Das föderale Zentrum für Chancengleichheit Unia erhält jedes Jahr zahlreiche Beschwerden. Ein sehr großer Teil - fast ein Drittel - betrifft Rassismus beziehungsweise rassistisch motivierte Vorfälle. Das sind dann Meldungen, dass Menschen zum Beispiel wegen ihrer sogenannten Rasse, Hautfarbe, Staatsangehörigkeit, Zugehörigkeit zu einer Volksgruppe oder Herkunft schlechter behandelt werden. Allein 2024 hat Unia über 640 Dossiers eröffnet wegen Meldungen über diese Art von Diskriminierungen.
Die meisten dieser Dossiers - rund 30 Prozent - betreffen dabei den Bereich "Arbeit". Da kann es beispielsweise um die Beziehung zu Kollegen oder Vorgesetzten gehen oder auch zu Kunden, etwa wenn die Zusammenarbeit oder Interaktion aus rassistischen Gründen verweigert wird. Oder um Mobbing, oder um das Übergangen-Werden bei Beförderungen oder sogar um Entlassungen. Ein weiterer Klassiker aus diesem Bereich ist die Nicht-Berücksichtigung von Bewerbern mit ausländischen Wurzeln, Namen oder ausländischem Aussehen bei Stellenausschreibungen.
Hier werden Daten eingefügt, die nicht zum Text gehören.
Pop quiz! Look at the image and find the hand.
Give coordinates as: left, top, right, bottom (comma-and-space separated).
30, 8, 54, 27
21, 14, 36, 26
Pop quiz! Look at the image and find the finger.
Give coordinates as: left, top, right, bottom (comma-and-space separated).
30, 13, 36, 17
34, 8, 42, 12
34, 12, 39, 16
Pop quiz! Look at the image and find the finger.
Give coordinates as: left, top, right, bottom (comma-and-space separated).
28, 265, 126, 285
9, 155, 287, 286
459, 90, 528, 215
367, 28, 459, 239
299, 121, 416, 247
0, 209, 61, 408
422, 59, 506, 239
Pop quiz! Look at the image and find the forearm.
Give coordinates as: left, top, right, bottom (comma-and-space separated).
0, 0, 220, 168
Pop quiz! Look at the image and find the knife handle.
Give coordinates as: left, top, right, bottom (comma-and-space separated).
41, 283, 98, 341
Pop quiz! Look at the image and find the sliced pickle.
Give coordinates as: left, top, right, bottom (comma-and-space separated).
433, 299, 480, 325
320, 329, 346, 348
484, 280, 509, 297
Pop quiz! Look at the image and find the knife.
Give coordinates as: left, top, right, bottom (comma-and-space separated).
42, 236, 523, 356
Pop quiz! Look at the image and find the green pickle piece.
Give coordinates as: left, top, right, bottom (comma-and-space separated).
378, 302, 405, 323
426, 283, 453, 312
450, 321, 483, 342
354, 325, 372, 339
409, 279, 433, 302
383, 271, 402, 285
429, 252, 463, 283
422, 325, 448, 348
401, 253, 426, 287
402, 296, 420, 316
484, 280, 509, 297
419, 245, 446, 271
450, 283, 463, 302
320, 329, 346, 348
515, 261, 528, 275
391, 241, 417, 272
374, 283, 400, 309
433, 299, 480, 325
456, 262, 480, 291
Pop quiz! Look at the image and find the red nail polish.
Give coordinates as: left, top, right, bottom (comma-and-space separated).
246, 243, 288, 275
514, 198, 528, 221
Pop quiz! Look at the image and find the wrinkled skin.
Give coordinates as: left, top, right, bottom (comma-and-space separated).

Knapp 20 Prozent der Rassismus-Dossiers fallen unter die Rubrik "Güter und Dienstleistungen", und betreffen damit zum Beispiel Wohnungssuche, Nutzung öffentlicher Verkehrsmittel oder auch Gesundheitsversorgung. Weitere rund 20 Prozent der Beschwerden gehören in die Kategorie "gesellschaftliches Leben".
Strukturelles Problem
Man müsse einfach akzeptieren, dass Rassismus und rassistisch motivierte Diskriminierungen auch ein strukturelles Problem seien, unterstreicht Patrick Charlier, Unia-Co-Direktor, im Interview mit der RTBF. Da gehe es nicht nur um individuelle Vorfälle. Wenn man von einer strukturellen Dimension des Problems rede, bedeute das, dass es keine bewusste oder absichtliche Entscheidung sei, rassistisch zu diskriminieren, sondern dass die Struktur einer Organisation dazu führe, dass Ungleichheiten gefördert würden.
Ein gutes Beispiel dafür sei das Gesundheitswesen: Menschen mit ausländischen Wurzeln fühlten sich von Ärzten oder in Krankenhäusern viel häufiger nicht respektiert oder diskriminiert als Belgier. Das führe dazu, dass Menschen mit ausländischen Wurzeln Behandlungen und Eingriffe häufiger verschieben würden als Belgier - mit Folgen für die eigene Gesundheit und die Gesundheit der gesamten Bevölkerung. Aber dennoch könne man in den meisten Fällen nicht davon sprechen, dass Ärzte oder Pflegepersonal hier absichtlich rassistisch diskriminieren würden. Vielmehr seien oft Unkenntnis über kulturelle und andere Besonderheiten die Ursache für Missverständnisse oder Sprachprobleme.
Größere Folgen als persönlicher Rassismus
Das Gesundheitswesen ist nur ein Beispiel. Wie Unia berichtet, hat struktureller Rassismus für die Betroffenen oft größere Folgen als persönlicher Rassismus. Denn struktureller Rassismus könne dazu führen, dass Menschen der Zugang zu essenziellen Gütern und Dienstleistungen verweigert werde. Da geht es nicht nur um den Zugang zur Gesundheitsversorgung, sondern auch zum Beispiel um einen Arbeitsplatz, um das Recht auf Bildung oder um die Suche nach einer Wohnung - kurz gesagt um ein stabiles und menschenwürdiges Leben. Struktureller Rassismus schränke viele Menschen geografisch, beruflich und selbst politisch stark ein, warnt Unia.
Solche strukturellen Probleme müssten auch strukturell angegangen werden. Im Fall des Gesundheitswesens beispielsweise plädiere Unia dafür, mehr Menschen mit unterschiedlicher Herkunft zu rekrutieren, um die gesellschaftlichen Realitäten besser widerzuspiegeln. Oder auch für verdeckte Tests, sogenannte "Mystery-Tests". Bei diesen Tests gehen Ermittler quasi undercover und geben sich als Kunden beziehungsweise als Patienten aus, um systematische Diskriminierungen und Probleme aufzuspüren. Diese Art von Tests seien auch wichtig, um rassistische Diskriminierung beweisen zu können. Denn nur mit Beweisen könne so etwas auch geahndet werden, hebt der Unia-Co-Direktor hervor.